Elevator operator Betty Lou Oliver was thrown from her elevator car on the 80th floor and suffered severe burns. First aid workers placed her on another elevator car to transport her to the ground floor, but the cables supporting that elevator had been damaged in the incident, and it fell 75 stories, ending up in the basement.[13] Oliver survived the fall due to the softening cushion of air created by the falling elevator car within this elevator shaft; however, she had suffered a broken pelvis, back and neck when rescuers found her amongst the rubble.[14] This remains the world record for the longest survived elevator fall.
Tldr; she lived till 74 and had a family and children, so it looks like it all worked out after nearly dying two or three times from the crash/burn/elevator crash.
Betty had a shit fucking day.
That’s like one of my worst fears
Being thrown from an elevator or elevator falling 75 stories or airplane hitting the building?
Yes
Record setting go-getter
Especially bad when you consider the elevator shouldn’t have fallen in the first place.
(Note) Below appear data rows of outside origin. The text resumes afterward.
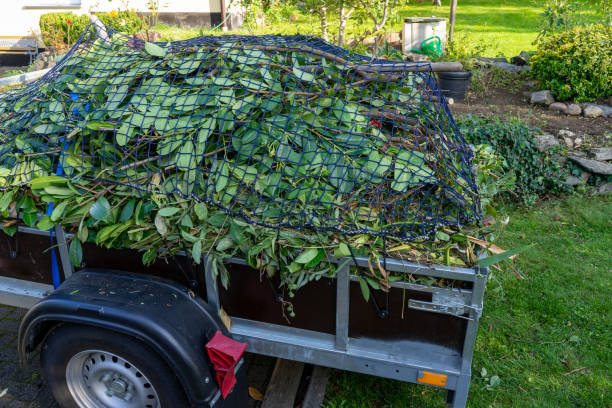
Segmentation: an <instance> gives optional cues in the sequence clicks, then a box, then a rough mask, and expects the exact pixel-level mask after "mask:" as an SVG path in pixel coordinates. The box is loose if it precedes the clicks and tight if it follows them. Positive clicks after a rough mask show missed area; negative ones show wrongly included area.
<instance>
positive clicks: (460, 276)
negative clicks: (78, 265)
mask: <svg viewBox="0 0 612 408" xmlns="http://www.w3.org/2000/svg"><path fill="white" fill-rule="evenodd" d="M19 231H20V232H24V233H30V234H37V235H48V234H49V232H48V231H41V230H38V229H35V228H28V227H19ZM55 234H56V239H57V242H58V245H57V250H58V251H59V255H60V256H59V258H60V261H61V263H62V270H63V272H64V276H65V277H66V278H68V277H69V276H71V275H72V272H73V268H72V265H71V264H70V262H69V257H68V248H67V246H66V234H65V233H64V231H63V230H62V229H61V228H56V230H55ZM183 255H184V254H183ZM330 261H331V262H336V263H338V264H342V266H341V268H340V269H339V270H338V273H337V276H336V319H335V321H336V323H335V334H329V333H322V332H318V331H311V330H305V329H299V328H294V327H287V326H281V325H276V324H271V323H266V322H260V321H254V320H249V319H242V318H235V317H231V316H230V318H231V327H230V333H231V334H232V337H233V338H234V339H236V340H238V341H242V342H246V343H247V344H248V347H247V351H249V352H252V353H256V354H262V355H267V356H271V357H278V358H284V359H288V360H295V361H300V362H304V363H311V364H315V365H321V366H327V367H332V368H337V369H342V370H348V371H355V372H359V373H363V374H370V375H375V376H378V377H385V378H391V379H395V380H400V381H406V382H412V383H420V384H429V385H431V384H432V383H431V382H429V381H427V378H428V377H429V376H431V375H434V376H438V375H442V376H445V377H444V382H443V383H441V384H439V387H440V388H443V389H446V390H447V403H448V404H449V405H450V406H452V407H454V408H463V407H465V405H466V402H467V396H468V390H469V386H470V379H471V365H472V356H473V352H474V345H475V341H476V335H477V332H478V321H479V318H480V316H481V313H482V307H483V297H484V291H485V286H486V280H487V274H488V269H487V268H456V267H447V266H441V265H425V264H417V263H413V262H406V261H401V260H397V259H393V258H387V259H386V268H387V269H388V270H390V271H394V272H399V273H405V274H414V275H420V276H428V277H434V278H443V279H450V280H457V281H465V282H471V283H472V285H473V286H472V289H471V290H470V289H454V288H438V287H432V286H425V285H420V284H414V283H408V282H402V281H398V282H393V283H391V287H393V288H400V289H414V290H419V291H425V292H431V293H432V302H424V301H417V300H412V299H411V300H409V301H408V307H409V308H411V309H416V310H421V311H427V312H432V313H442V314H447V315H452V316H456V317H458V318H464V319H466V320H467V328H466V333H465V337H464V339H463V350H462V352H461V355H449V353H448V351H446V352H444V351H445V349H444V348H443V347H440V346H437V345H433V344H428V343H424V342H416V341H402V343H401V345H398V347H393V346H392V345H390V342H389V341H382V340H376V339H367V338H352V337H349V305H350V294H349V285H350V282H351V281H356V280H358V276H356V275H352V274H350V266H352V265H355V261H356V266H357V267H359V268H368V259H367V258H355V259H354V260H353V259H350V260H349V262H346V259H331V260H330ZM227 262H228V263H232V264H238V265H246V262H245V261H244V260H242V259H238V258H231V259H228V260H227ZM205 282H206V295H207V298H208V303H209V304H210V305H212V306H213V307H214V308H215V309H216V310H217V311H218V312H221V304H220V299H219V288H218V286H217V280H216V279H214V278H213V275H212V268H211V267H210V263H209V262H208V261H207V260H206V259H205ZM52 291H53V287H52V286H51V285H48V284H42V283H34V282H30V281H26V280H21V279H14V278H8V277H2V276H0V304H7V305H12V306H16V307H24V308H29V307H31V306H32V305H34V304H35V303H36V302H37V301H38V300H40V299H42V298H43V297H45V296H46V295H47V294H49V293H50V292H52Z"/></svg>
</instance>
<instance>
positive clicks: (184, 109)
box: [174, 95, 198, 112]
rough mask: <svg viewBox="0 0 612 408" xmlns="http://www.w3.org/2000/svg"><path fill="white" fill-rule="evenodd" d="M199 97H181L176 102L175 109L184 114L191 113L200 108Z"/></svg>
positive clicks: (194, 95) (180, 95) (174, 102)
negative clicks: (193, 110) (184, 113)
mask: <svg viewBox="0 0 612 408" xmlns="http://www.w3.org/2000/svg"><path fill="white" fill-rule="evenodd" d="M197 102H198V95H180V96H177V97H176V100H175V101H174V108H175V109H177V110H180V111H183V112H190V111H192V110H195V109H196V108H197V107H198V104H197Z"/></svg>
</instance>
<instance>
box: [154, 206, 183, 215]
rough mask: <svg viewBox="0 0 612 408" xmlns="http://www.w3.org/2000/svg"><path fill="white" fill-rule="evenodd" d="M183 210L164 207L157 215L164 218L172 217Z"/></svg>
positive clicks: (157, 212)
mask: <svg viewBox="0 0 612 408" xmlns="http://www.w3.org/2000/svg"><path fill="white" fill-rule="evenodd" d="M180 210H181V209H180V208H178V207H164V208H162V209H160V210H159V211H158V212H157V214H159V215H160V216H162V217H171V216H173V215H174V214H176V213H177V212H179V211H180Z"/></svg>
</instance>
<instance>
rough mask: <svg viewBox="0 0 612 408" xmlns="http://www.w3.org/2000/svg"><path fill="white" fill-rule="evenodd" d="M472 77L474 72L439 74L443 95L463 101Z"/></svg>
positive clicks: (445, 96)
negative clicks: (461, 100) (473, 72)
mask: <svg viewBox="0 0 612 408" xmlns="http://www.w3.org/2000/svg"><path fill="white" fill-rule="evenodd" d="M471 77H472V72H463V71H462V72H438V83H439V84H440V89H441V90H442V94H444V96H445V97H447V98H453V99H454V100H456V101H460V100H463V98H465V91H467V88H468V85H469V84H470V78H471Z"/></svg>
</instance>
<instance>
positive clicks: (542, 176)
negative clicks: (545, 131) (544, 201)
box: [458, 115, 570, 205]
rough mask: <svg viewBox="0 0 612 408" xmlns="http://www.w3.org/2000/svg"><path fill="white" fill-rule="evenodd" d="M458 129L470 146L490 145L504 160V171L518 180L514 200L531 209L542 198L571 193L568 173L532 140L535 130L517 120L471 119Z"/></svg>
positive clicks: (465, 117)
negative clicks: (548, 196)
mask: <svg viewBox="0 0 612 408" xmlns="http://www.w3.org/2000/svg"><path fill="white" fill-rule="evenodd" d="M458 125H459V128H460V130H461V133H462V134H463V137H464V138H465V139H466V140H467V141H468V142H469V143H473V144H475V145H479V144H488V145H491V146H492V147H493V149H494V150H495V151H496V152H498V153H499V154H501V156H502V157H503V158H504V159H505V162H504V163H503V167H504V168H505V170H506V171H508V172H512V173H513V174H514V177H515V181H514V191H513V195H514V198H518V199H520V200H521V201H523V202H524V203H525V204H528V205H531V204H534V203H535V202H536V201H537V199H538V198H539V197H542V196H545V195H549V194H559V193H566V192H569V191H570V189H569V187H568V186H566V185H565V184H563V181H564V180H565V177H566V173H565V170H564V169H563V168H562V166H561V164H560V163H559V162H558V161H557V160H556V159H555V157H554V155H551V154H550V153H554V152H550V151H549V152H540V151H539V150H538V149H537V147H536V142H535V139H534V137H533V136H534V134H535V133H536V129H532V128H529V127H528V126H525V125H524V124H522V123H521V122H519V121H518V120H512V121H509V122H502V121H501V120H499V119H487V118H476V117H472V116H469V115H468V116H466V117H464V118H462V119H461V120H459V122H458Z"/></svg>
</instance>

Elisha Otis invented his automatic elevator brakes in 1853 – designed to instantly stop cars from falling if the cables snap … and the Empire State Building used Otis safety elevators.
Given how dead simple and reliable the safety mechanism is, something must have gone horrible wrong.
A bit more on Betty and the incident:
https://www.guinnessworldrecords.com/news/2023/10/how-an-elevator-attendant-survived-a-1-000-ft-fall-down-the-empire-state-building-759670
Tldr; she lived till 74 and had a family and children, so it looks like it all worked out after nearly dying two or three times from the crash/burn/elevator crash.